Bu “açıklamanın” tabii kabul edilebilir, makul hiçbir tarafı yok, liğme liğme edilmesi gereken bir “açıklama”. İlk başta akla Sony’nin “kraldan fazla kralcı” davrandığı gelebilir ve bunda kısmen haklılık payı da olsa gerek ama Sony’nin tavrı buna indirgenemez. Herşeyden önce “açıklama” bir içsel çelişki içeriyor: kendinden farklı bir “kültür” için neyin uygun olup olmadığına kendin karar verip bunu ona empoze etmek o “kültüre” yapılabilecek en büyük saygısızlıkların başında gelir. Fakat “saygı” ve benzeri ibareleri, tartışmayı bu ibareyi kullanmanın tutarsızlığı üzerinden yapmayı bir tarafa bırakalım. Sony yetkillileri bu açıklamalarıyla Türkiye halkını, spesifik olarak Türkiyeli sinema izleyicilerini bırakın cinsel içerikli görüntülerden, alelade çıplaklık görüntülerinden bile, hatta Blade Runner 2049 özelinde android çıplaklığı içeren görüntülerden bile rahatsız olacak külliyen geri kafalı bir güruh olarak konumlandırmış, ayan beyan aşağılamış oluyorlar. Adını açıkça koyalım: bu kendinden farklı “kültürlere” böyle tepeden bakan bakışın adı oryantalizmdir, başka bir şey değildir ve doğrudan sömürgeci bir zihniyetin kalıntısı, hatta ‘kalıntısı’ olmak bir yana basbayağı dışavurumudur.
Ülkemizde gerici kesimler yok mu, söylemeye bile gerek olmadığı üzere tabii ki var ve sansür yetkisi dahil malum olduğu üzere siyasal erki ele geçirmiş durumdalar. Ancak Türkiye’de gericilik, siyasi gücünün ötesinde mutlak bir toplumsal hegemonya kurmaktan uzak; siyasal erk aygıtlarını mutlak biçimde fethetmiş olmaları, bizzat halkı fethetmiş ve külliyen dönüştürebilmiş, gericileştirebilmiş oldukları anlamına gelmiyor.

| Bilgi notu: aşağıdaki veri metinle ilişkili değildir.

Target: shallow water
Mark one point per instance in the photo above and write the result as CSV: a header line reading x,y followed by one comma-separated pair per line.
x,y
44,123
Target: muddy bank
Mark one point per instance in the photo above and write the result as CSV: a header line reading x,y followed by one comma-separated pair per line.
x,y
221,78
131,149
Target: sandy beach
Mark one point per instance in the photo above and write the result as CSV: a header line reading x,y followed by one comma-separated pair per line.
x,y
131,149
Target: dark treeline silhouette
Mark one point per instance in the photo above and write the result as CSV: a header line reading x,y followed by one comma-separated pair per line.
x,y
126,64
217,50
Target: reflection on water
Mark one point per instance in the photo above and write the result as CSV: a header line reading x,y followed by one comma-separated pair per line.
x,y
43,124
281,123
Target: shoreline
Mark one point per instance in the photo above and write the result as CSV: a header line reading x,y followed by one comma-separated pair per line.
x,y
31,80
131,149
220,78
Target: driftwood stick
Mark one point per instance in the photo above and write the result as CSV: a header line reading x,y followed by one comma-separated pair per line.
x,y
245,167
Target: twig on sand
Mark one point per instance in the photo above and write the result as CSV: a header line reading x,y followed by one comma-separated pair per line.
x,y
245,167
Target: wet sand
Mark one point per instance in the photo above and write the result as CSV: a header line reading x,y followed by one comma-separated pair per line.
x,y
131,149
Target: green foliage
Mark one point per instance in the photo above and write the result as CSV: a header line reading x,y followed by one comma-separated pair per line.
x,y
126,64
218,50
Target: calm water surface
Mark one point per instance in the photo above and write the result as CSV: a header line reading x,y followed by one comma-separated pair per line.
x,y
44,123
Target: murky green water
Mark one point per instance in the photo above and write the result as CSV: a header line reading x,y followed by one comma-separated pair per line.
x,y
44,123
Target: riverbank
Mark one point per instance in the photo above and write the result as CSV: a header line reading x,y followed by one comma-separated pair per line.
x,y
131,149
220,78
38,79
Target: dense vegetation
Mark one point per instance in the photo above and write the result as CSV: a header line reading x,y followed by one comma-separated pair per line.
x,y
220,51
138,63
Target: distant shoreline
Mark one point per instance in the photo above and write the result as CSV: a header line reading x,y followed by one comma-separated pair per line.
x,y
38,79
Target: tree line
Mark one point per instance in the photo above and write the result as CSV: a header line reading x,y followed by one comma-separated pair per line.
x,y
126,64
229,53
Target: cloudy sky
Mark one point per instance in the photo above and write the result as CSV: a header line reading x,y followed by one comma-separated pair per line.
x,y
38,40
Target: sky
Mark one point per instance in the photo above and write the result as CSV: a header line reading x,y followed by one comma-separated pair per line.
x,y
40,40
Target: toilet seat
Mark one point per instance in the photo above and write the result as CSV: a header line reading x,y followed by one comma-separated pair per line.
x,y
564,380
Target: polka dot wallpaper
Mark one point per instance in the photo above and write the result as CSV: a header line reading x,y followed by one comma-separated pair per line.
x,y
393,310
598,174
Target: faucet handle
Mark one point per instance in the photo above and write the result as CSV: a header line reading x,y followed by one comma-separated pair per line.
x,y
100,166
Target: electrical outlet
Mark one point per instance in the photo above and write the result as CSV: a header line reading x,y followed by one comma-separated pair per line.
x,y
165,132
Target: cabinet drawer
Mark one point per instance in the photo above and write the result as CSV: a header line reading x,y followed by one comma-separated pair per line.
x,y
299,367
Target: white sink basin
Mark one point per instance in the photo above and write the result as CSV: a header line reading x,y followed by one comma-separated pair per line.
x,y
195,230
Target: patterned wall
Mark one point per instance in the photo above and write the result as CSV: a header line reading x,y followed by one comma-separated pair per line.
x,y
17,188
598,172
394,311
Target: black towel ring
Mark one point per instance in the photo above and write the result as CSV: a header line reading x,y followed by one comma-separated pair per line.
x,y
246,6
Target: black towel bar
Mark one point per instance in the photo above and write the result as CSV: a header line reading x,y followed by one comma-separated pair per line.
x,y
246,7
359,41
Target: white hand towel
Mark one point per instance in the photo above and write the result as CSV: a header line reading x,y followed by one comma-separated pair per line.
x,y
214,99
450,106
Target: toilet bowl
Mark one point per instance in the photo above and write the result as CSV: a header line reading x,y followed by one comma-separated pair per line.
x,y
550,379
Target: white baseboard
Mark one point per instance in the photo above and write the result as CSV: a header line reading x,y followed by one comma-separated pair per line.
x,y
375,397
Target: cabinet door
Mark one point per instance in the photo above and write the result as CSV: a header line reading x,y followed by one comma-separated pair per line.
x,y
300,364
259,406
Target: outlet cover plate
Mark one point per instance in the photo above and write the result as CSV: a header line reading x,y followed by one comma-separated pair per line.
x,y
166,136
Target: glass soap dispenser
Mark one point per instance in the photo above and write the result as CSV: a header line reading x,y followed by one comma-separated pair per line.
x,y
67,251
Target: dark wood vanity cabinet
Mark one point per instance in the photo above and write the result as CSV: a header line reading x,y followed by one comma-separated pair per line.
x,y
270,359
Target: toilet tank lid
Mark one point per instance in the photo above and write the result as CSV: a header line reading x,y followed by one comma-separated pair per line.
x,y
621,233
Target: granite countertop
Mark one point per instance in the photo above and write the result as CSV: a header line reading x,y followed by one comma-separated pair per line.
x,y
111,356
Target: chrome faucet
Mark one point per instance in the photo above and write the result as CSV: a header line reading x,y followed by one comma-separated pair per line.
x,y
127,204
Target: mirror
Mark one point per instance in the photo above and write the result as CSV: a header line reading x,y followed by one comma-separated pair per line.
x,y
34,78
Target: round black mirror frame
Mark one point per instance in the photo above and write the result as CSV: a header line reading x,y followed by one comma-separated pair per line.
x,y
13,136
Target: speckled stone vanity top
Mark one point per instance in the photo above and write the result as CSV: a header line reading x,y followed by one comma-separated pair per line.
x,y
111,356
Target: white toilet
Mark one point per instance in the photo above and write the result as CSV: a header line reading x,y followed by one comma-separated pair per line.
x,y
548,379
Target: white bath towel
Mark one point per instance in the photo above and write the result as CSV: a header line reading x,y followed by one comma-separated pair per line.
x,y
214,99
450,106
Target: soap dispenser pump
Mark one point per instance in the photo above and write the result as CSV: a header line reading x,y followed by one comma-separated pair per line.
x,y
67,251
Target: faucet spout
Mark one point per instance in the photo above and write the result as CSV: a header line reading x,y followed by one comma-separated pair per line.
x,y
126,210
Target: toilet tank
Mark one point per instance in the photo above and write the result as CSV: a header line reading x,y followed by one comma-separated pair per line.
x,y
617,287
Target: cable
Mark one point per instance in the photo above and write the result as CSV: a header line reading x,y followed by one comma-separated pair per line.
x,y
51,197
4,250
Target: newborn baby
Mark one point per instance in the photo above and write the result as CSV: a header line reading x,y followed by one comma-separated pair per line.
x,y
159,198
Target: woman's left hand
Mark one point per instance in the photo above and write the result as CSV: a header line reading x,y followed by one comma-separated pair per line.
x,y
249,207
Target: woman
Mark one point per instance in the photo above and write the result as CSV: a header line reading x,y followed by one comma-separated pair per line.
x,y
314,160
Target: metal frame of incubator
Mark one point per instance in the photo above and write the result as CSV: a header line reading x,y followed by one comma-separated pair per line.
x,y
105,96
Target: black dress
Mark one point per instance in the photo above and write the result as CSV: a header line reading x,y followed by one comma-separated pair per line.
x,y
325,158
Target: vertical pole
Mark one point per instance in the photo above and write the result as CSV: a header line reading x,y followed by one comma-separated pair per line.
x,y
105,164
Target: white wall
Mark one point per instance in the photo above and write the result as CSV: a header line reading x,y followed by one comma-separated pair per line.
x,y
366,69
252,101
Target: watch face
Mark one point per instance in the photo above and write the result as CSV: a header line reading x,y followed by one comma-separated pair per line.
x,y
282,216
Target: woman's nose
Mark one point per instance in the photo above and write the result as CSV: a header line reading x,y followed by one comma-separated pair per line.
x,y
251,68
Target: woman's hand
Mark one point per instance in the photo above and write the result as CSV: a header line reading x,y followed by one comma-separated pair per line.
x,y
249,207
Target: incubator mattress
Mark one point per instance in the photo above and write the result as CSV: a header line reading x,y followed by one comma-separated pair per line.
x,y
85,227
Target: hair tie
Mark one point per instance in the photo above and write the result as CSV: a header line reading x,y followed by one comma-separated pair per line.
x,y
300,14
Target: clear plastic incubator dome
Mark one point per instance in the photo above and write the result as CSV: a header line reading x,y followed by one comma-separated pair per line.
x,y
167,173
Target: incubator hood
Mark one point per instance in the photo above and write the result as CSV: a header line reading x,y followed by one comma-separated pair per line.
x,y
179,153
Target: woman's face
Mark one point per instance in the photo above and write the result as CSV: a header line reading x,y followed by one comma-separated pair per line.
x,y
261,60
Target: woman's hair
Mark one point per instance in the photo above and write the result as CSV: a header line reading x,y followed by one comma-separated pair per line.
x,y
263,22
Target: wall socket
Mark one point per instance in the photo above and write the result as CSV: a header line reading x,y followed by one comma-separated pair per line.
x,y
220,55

Bu bağlamda konunun son olarak değinilmesi gereken bir başka boyutu da “korsana karşı mücadele” açısından Sony’nin kendi ayağına kurşun sıkmış olması. Ben dahil pek çok sinema yazarı, bir filmin layıkıyla deneyimlenebilmesi için öncelikle sinema ortamında izlenmesinin gerektiğini savunagelmişizdir hep. Sony ise Blade Runner 2049’ı Türkiye’de sinemalara mundar edilmiş bir halde sunarak orijinal versiyonunun korsan mecrasında rağbet görmesine gayri-ihtiyari olarak davet çıkarmış durumda.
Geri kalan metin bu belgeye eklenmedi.